El socialismo también fue pasto de la corrupción y sirvió para enriquecer a sus dirigentes partidistas, sus mandos militares y a los jefes de la Seguridad del Estado. Las purgas y procesos penales fueron una constante y siguen imparables en los pocos países donde aún se aferran a esa fracasada doctrina que hace posible a un gobernante ostentar por décadas el poder absoluto y omnímodo, sin prensa libre, partidos de oposición, ni libre expresión de los ciudadanos.
El rostro despiadado, inhumano y brutal del capitalismo -como muchas veces se muestra- deberá transformarse en otro más humano, amable y bondadoso que abra sus brazos a los sectores más desfavorecidos de la sociedad y sea refugio seguro de todos los que sufren y sienten las mayores necesidades. Las inmensas fortunas que crecen cada día más, tendrán que asumir la responsabilidad de compartir este mundo con los pobres y estarán en la obligación de aliviar mucho del dolor que sufren esos olvidados. Destinarán fondos que posibiliten la creación de bancos de alimentos, de calzado, vestuario y medicamentos, así como a la creación de empleo.
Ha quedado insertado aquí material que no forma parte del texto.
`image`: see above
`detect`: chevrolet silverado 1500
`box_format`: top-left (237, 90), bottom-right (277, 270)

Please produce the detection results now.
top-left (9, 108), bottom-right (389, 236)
Ningún rico deberá estar excluido de esta obligación: ni empresarios, artistas, deportistas, ni aristócratas. Es inmoral e inhumano que esas fortunas no tengan un límite, mientras otros seres humanos pasan hambre y frío: una ley deberá ocuparse de establecer esos límites y de todo su alcance, pues un país no puede permitir que mientras millones de sus ciudadanos están privados de lo más elemental y no tienen ni un mísero empleo, unos pocos ganen millones de euros por las ganancias de sus negocios, por retratarse haciendo publicidad o por jugar partidos de futbol. Mal va un país que permita estas terribles desigualdades, es una vergüenza y puede ser peligrosa raíz para producirse conmociones sociales de incalculables proporciones.
Los retos que la vida nos impone son gigantescos e ineludibles, son cruciales para el futuro de nuestra nación que pronto será un país con una población envejecida y necesitará como nunca la pujanza de los más jóvenes para desarrollar la economía, jóvenes que ahora crecen en medio de la corrupción, el desempleo y la crisis. El éxito y el fracaso son caras de una misma moneda. Todos tenemos que luchar por alcanzar el éxito en esta campaña contra los políticos corruptos, la avaricia de los ricos y la formación de un nuevo sistema social que reúna lo mejor del capitalismo y del socialismo y deseche todo lo negativo que ha lastrado a esos sistemas para sufrimiento del género humano. El culto a la libertad será la primera e imprescindible obligación que este nuevo sistema garantice a sus ciudadanos, sin libertinaje, sin excesos, pues como alertara Simón Bolívar: “No aspiremos a lo imposible, no sea que por elevarnos sobre la región de la libertad, descendamos a la región de la tiranía”.